What the future holds who knows? But his childhood has been as happy as the parents could make it.

But that may have nothing to do with any concept he may have of gender.

It could be that, at 2 years old, he has seen a new sister arrive on the scene, everyone cooing and making a fuss of the new baby girl.
So his toddler mind decides he wants to be a girl like her because he thinks they love her more than him.
Perhaps he's had his nose put out of joint, poor little boy.

Best to use a common sense approach first rather than think he wants to change gender.

Glorianny Wed 20-Sept-23 19:54:07

So we have
It couldn't happen
Don't know what I would do
I'd stop it, like I'd stop a child running across the road.

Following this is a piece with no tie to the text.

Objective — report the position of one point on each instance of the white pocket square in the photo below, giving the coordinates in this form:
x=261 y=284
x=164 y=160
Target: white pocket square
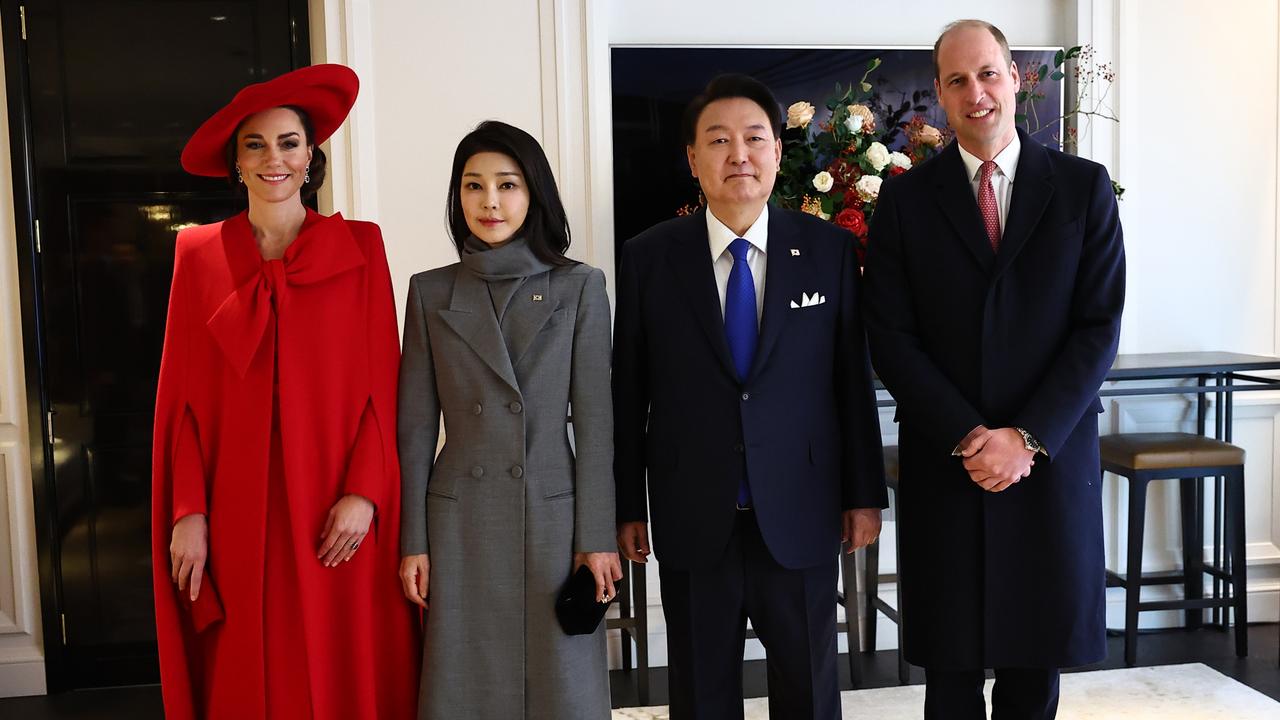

Strange how you are happy to proletise about what language should be used, how wrong organisations are, how children are indoctrinated, but have nothing positive to offer parents struggling to cope with transchildren

Galaxy Wed 20-Sept-23 19:57:07

What are you offering them Glorianny. I would like them to have support which is based on long term research as at every step of the way it has gone wrong. Puberty blockers are harmless, oops that's not quite true, social transition is harmless oh maybe it isnt.

Smileless2012 Wed 20-Sept-23 19:57:48

Sorry Glorianny I'm confused. If he has a sister who is a happy girl 2 years younger, the sister is only a baby so what does that have to do with it.

You said at 2 years of age this little girl declared she was a boy so no, I don't believe it and it has nothing to do with a philosophy, it's beyond reasoning that at the age of 2 a child would know the difference between being a boy and a girl.

A very articulate toddler indeed Doodledog.

Glorianny Wed 20-Sept-23 19:57:52

Callistemon21

Glorianny

Smileless2012

I very much doubt that a 2 year old as soon as she could talk would declare that she was a boy. She'd have no concept of what being a girl or a boy means. Do you have a link to anything that supports this has ever happened *Glorianny?

Oh dear, I've asked a question. I do hope that doing so wont be misconstrued as bullyinghmm.

Sorry real case, real child, friend of my GD. Saw him at toddler groups. Lovely parents a bit overcome but doing their best He has a sister 2 years younger who is a happy girl.
Course there isn't a link. It's real life.
Believe me or not. I don't care. But it says something about a philosophy when the only response is "that couldn't happen".

He's changed his name to a boy's and is accepted at school as a boy.
What the future holds who knows? But his childhood has been as happy as the parents could make it.

But that may have nothing to do with any concept he may have of gender.

It could be that, at 2 years old, he has seen a new sister arrive on the scene, everyone cooing and making a fuss of the new baby girl.
So his toddler mind decides he wants to be a girl like her because he thinks they love her more than him.
Perhaps he's had his nose put out of joint, poor little boy.

Best to use a common sense approach first rather than think he wants to change gender.

Baby arrived quite a bit after he'd announced he was a boy.

Not a lot of language requirement. I boy! or more usually xxx(girls name) boy!!!